Thinking about a story as a sequence of scenes means you have to think carefully about what the purpose of each scene should be. Does it move the plot forward?  Does it reveal new insights about the characters?  Does it create suspense or dramatic tension?  If it doesn’t do any of these, why is it there?

Scene beaks in novels are normally signalled by a double line spacing between each scene, or sometimes it is evidence by #  or  *** symbol .  The purpose is the same: to signal that a scene has ended and a new scene has begun.  The author’s choice of where to break a scene is also important.  For example, leaving a scene on a cliff-hanger is a great device for getting the reader to read on, particularly when the next scene shifts to a new plot-line, and the reader to read through it to find the answer in the scene following.

Another device the writer can use is a simple transitional phase;  for example, ‘Later that day…’ or “Some while later…” Transitions are important to keep the fluency of the story line and indicating the passage of time.

Those authors that like to plot may use a card system, or some other record, to outline the scene structure of a book. Those authors that don’t like outlines or plans, and prefer to write organically, still need to be aware of scene breaks and how to deal with them.

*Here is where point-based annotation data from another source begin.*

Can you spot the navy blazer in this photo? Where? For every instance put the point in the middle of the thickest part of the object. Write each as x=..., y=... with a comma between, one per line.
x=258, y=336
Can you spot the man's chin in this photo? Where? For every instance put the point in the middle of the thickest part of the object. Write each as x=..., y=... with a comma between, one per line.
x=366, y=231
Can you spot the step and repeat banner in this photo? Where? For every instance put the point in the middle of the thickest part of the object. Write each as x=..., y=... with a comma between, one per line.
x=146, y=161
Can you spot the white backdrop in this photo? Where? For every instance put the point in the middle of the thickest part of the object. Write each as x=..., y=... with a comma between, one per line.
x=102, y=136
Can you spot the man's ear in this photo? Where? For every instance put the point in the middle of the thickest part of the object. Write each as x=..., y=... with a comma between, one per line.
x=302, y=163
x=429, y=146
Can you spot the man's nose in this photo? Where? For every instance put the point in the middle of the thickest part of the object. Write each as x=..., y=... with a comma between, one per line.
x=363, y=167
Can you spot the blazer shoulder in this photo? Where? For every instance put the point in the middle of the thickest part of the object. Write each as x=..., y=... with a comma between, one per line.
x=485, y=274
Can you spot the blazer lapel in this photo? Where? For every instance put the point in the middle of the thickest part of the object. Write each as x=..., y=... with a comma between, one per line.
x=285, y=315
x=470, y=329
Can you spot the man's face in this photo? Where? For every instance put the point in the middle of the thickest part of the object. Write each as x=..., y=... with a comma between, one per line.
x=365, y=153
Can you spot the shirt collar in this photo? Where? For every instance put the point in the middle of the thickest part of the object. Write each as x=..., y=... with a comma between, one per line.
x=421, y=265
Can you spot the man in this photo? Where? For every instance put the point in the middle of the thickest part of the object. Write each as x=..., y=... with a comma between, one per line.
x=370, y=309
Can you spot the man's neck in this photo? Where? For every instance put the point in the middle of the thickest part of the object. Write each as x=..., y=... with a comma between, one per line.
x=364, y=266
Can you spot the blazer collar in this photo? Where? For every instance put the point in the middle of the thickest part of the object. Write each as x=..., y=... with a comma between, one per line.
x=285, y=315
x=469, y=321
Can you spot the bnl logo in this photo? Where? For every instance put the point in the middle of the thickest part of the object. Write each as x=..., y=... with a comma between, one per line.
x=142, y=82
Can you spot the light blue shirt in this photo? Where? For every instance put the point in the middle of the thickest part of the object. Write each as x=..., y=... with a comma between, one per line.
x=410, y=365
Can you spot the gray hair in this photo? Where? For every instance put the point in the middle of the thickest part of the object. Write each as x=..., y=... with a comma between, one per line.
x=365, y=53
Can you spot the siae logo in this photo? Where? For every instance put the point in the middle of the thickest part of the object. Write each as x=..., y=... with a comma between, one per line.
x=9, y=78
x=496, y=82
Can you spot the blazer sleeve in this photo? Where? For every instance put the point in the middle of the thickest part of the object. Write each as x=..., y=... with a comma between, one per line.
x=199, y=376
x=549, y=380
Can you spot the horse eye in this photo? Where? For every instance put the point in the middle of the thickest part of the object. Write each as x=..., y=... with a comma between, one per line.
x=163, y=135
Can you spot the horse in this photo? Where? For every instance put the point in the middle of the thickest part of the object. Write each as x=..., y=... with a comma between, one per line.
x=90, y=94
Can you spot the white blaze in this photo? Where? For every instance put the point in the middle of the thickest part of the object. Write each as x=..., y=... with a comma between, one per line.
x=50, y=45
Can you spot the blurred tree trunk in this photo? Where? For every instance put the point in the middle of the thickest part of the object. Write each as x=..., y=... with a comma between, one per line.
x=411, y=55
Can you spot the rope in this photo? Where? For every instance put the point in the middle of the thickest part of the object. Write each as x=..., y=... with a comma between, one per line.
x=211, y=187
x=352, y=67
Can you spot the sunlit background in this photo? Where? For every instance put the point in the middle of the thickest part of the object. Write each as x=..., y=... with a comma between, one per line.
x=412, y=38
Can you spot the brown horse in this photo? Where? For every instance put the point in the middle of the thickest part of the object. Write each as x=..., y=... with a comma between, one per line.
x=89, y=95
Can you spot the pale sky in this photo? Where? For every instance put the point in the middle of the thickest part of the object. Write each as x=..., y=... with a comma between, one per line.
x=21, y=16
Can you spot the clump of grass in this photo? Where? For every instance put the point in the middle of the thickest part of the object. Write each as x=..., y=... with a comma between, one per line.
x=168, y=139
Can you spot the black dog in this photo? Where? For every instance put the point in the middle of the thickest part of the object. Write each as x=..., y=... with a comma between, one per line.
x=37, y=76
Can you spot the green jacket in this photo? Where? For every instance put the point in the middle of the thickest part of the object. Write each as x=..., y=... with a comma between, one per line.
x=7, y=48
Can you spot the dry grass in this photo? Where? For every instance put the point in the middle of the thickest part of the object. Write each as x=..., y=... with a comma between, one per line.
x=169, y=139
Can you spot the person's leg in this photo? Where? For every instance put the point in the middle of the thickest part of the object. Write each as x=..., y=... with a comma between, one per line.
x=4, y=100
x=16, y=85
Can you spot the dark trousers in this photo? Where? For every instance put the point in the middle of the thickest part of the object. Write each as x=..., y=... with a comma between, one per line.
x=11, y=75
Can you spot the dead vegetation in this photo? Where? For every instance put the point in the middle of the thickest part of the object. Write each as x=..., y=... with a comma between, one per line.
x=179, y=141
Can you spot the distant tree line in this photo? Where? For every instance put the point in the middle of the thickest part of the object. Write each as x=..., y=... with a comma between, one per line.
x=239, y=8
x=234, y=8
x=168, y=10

One last word of warning.  Recently, I was watching a television drama written by a famous film director where the heroine was caught trying to infiltrate a heavily fortified enemy camp. She was taken to the antagonist room in the heart of the fortified camp, and was about to be tortured by him, only for the hero appear in the antagonists room defeat him and rescue her. There was no explanation at all about how he got there.  He was just there at exactly the right time to save her, as though by magic. And in the next scene they had escaped the fortified campsite and were back home.  My son has a term for these plot holes; he calls it ‘space magic’.

The same fault arose in some of the early western movies, where all seemed lost for the wagon train encircled by indians, only for the cavalry to come over the horizon riding to their rescue. It was as though the cavalry had some kind of satellite navigation system as to where the wagon train would be. As a reader and lover of movies, when I come across these contrived solutions I feel cheated.

The technical term for plot devices that solve what seems an unsolvable problem by the contrived intervention of a new event or character is called ‘deus ex machina’. It means ‘god from the machine’ and refers to the use of machines (cranes) that were used  in Greek tragedies to bring actors playing gods onto the stage to solve a problem. Getting our heroes and heroines into difficult and impossible scenarios is great for increasing dramatic tension. But when you do, don’t cheat the reader; find a solution that is credible and doesn’t rely on ‘deus ex machina’ to get them out of it.

Cutting out the boring bits of story is important to keep the reader’s attention and is particularly important when the story needs to pick up pace.  But only cut what the reader expects to happen. Don’t leave a plot hole and stretch the credulity of the reader in the process.